Statistics · 14 min read · Updated 2026-05-11

Inference for a Difference in Two Proportions — AP Statistics

AP Statistics · AP Statistics CED Unit 6 · 14 min read

1. Core Concepts and Sampling Distribution ★★☆☆☆ ⏱ 3 min

Inference for a difference in two proportions is a set of statistical methods used to compare the proportion of successes (a binary outcome) between two independent populations or two experimental treatment groups. The core goal is to use data from two independent samples to make claims about the true difference between the two population proportions.

The sampling distribution of $\hat{p}_1 - \hat{p}_2$ has the following key properties:

\mu_{\hat{p}_1 - \hat{p}_2} = p_1 - p_2

\sigma_{\hat{p}_1 - \hat{p}_2} = \sqrt{\frac{p_1(1-p_1)}{n_1} + \frac{p_2(1-p_2)}{n_2}}

When conditions are met, the sampling distribution is approximately Normal, which allows us to use z-based inference for the difference.

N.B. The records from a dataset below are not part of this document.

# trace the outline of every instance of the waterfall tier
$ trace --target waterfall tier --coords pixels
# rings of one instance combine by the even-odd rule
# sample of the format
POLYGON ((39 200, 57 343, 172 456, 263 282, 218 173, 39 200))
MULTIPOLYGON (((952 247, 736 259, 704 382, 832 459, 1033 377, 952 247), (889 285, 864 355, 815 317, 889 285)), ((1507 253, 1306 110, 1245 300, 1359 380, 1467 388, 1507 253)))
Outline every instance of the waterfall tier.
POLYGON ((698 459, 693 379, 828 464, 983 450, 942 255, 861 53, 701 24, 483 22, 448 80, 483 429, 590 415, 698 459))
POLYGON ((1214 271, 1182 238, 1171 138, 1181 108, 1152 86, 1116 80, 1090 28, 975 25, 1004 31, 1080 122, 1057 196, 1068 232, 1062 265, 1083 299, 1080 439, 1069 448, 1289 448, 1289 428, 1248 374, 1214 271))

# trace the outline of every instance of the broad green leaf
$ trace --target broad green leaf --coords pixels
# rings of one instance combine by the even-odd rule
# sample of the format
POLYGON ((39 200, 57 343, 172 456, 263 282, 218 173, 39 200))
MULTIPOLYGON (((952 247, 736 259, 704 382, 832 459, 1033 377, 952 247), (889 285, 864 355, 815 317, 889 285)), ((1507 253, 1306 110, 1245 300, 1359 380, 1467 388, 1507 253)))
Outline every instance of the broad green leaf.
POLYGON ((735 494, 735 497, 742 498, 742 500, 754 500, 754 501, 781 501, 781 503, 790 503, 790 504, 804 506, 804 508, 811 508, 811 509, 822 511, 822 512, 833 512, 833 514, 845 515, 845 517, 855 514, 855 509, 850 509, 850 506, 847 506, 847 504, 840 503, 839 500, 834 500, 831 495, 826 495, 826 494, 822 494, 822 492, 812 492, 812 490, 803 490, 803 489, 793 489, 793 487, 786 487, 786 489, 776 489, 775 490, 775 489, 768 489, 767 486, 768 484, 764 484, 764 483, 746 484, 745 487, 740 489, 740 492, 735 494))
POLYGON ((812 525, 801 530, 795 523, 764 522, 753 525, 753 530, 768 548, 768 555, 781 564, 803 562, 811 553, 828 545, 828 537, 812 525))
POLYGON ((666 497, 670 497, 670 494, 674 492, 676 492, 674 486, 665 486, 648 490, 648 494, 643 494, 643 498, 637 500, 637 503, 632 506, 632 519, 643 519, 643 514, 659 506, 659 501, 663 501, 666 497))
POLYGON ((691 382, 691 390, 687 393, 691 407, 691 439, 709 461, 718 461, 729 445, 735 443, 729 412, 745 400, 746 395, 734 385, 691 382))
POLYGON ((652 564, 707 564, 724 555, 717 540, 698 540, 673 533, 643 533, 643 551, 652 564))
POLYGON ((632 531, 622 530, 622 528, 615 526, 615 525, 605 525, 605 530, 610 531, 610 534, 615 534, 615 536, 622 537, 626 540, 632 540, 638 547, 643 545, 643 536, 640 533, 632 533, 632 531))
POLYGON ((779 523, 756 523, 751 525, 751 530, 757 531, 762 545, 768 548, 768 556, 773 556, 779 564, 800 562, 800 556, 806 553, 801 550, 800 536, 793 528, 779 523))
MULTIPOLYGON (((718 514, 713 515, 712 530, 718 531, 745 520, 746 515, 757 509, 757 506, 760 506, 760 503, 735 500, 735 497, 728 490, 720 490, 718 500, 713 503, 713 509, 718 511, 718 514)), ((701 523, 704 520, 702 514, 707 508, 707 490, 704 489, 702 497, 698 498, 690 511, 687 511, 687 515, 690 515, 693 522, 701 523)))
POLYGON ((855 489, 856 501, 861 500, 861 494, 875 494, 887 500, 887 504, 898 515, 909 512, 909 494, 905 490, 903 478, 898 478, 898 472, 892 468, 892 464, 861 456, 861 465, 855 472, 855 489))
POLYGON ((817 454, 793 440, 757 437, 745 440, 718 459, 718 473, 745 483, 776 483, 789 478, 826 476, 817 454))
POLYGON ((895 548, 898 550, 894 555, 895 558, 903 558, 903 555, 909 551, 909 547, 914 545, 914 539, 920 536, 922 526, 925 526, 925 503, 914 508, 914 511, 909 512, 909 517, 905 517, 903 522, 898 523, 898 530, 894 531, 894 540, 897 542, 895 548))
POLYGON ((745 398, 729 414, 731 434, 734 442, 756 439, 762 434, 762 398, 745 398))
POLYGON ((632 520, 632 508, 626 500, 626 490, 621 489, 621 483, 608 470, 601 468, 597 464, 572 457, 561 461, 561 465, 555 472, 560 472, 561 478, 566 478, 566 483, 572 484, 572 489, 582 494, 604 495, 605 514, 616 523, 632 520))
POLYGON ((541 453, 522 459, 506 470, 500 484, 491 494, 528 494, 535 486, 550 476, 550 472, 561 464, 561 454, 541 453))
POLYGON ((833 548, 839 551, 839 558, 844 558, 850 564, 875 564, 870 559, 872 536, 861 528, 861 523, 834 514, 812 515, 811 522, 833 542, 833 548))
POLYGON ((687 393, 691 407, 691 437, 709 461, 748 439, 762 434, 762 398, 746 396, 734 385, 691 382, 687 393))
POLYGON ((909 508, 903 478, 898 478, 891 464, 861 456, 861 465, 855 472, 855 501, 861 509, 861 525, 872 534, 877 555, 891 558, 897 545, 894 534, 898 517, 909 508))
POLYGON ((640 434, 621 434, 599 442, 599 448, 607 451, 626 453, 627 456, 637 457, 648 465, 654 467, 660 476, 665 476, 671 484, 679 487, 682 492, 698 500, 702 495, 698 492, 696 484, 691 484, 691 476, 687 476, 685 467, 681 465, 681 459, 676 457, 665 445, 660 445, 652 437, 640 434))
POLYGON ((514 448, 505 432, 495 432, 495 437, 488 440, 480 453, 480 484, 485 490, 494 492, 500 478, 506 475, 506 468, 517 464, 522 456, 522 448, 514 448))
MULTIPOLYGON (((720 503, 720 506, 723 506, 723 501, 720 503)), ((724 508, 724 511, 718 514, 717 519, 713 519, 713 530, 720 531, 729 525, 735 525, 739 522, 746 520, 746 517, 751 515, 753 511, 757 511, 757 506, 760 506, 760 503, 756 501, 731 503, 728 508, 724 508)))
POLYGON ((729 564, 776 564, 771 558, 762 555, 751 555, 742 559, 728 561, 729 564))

2. Conditions for Valid Inference ★★☆☆☆ ⏱ 4 min

All valid inference requires four core conditions, with a variation for the normality check based on the type of inference:

**Random**: Both groups come from independent random samples or a randomized controlled experiment, ensuring unbiased estimates.
**10% Condition**: When sampling without replacement from a finite population, each sample size must be no more than 10% of its population to ensure within-group independence. Not required for randomized experiments.
**Independent Groups**: The two groups are independent of each other (no matching or paired data).
**Large Counts (Normality)**: For confidence intervals: all four observed counts $n_1\hat{p}_1, n_1(1-\hat{p}_1), n_2\hat{p}_2, n_2(1-\hat{p}_2) \geq 10$. For $H_0: p_1=p_2$ hypothesis tests: pooled counts $(n_1 + n_2)\hat{p}_{pooled}$ and $(n_1 + n_2)(1-\hat{p}_{pooled}) \geq 10$.

📐 Worked Example

A community organizer wants to compare voter turnout between two neighborhoods (population 1800 and 2500). They take an SRS of 120 voters from Neighborhood 1 and 180 from Neighborhood 2, finding 78 and 99 voters voted respectively. Check all conditions for a confidence interval for the difference in turnout.

1. **Random Condition**: The problem states both are independent simple random samples, so this condition is satisfied.
2. **10% Condition**: $n_1 = 120 < 0.1(1800) = 180$, and $n_2 = 180 < 0.1(2500) = 250$, so the 10% condition is satisfied.
3. **Independent Groups**: Samples from the two neighborhoods are independent, so this condition is met.
4. **Large Counts (Confidence Interval)**: All observed counts: 78, 42, 99, 81 are all ≥ 10, so normality is satisfied.
All conditions for inference are met.

Exam tip: Always write out each condition explicitly when asked; AP graders award a point for each correctly checked condition, never skip any.

3. Confidence Intervals for $p_1 - p_2$ ★★★☆☆ ⏱ 4 min

A confidence interval for a difference in two proportions gives a range of plausible values for the true difference $p_1 - p_2$. We never pool sample proportions for confidence intervals, because we do not assume $p_1 = p_2$ when estimating the difference. We always use unpooled standard error.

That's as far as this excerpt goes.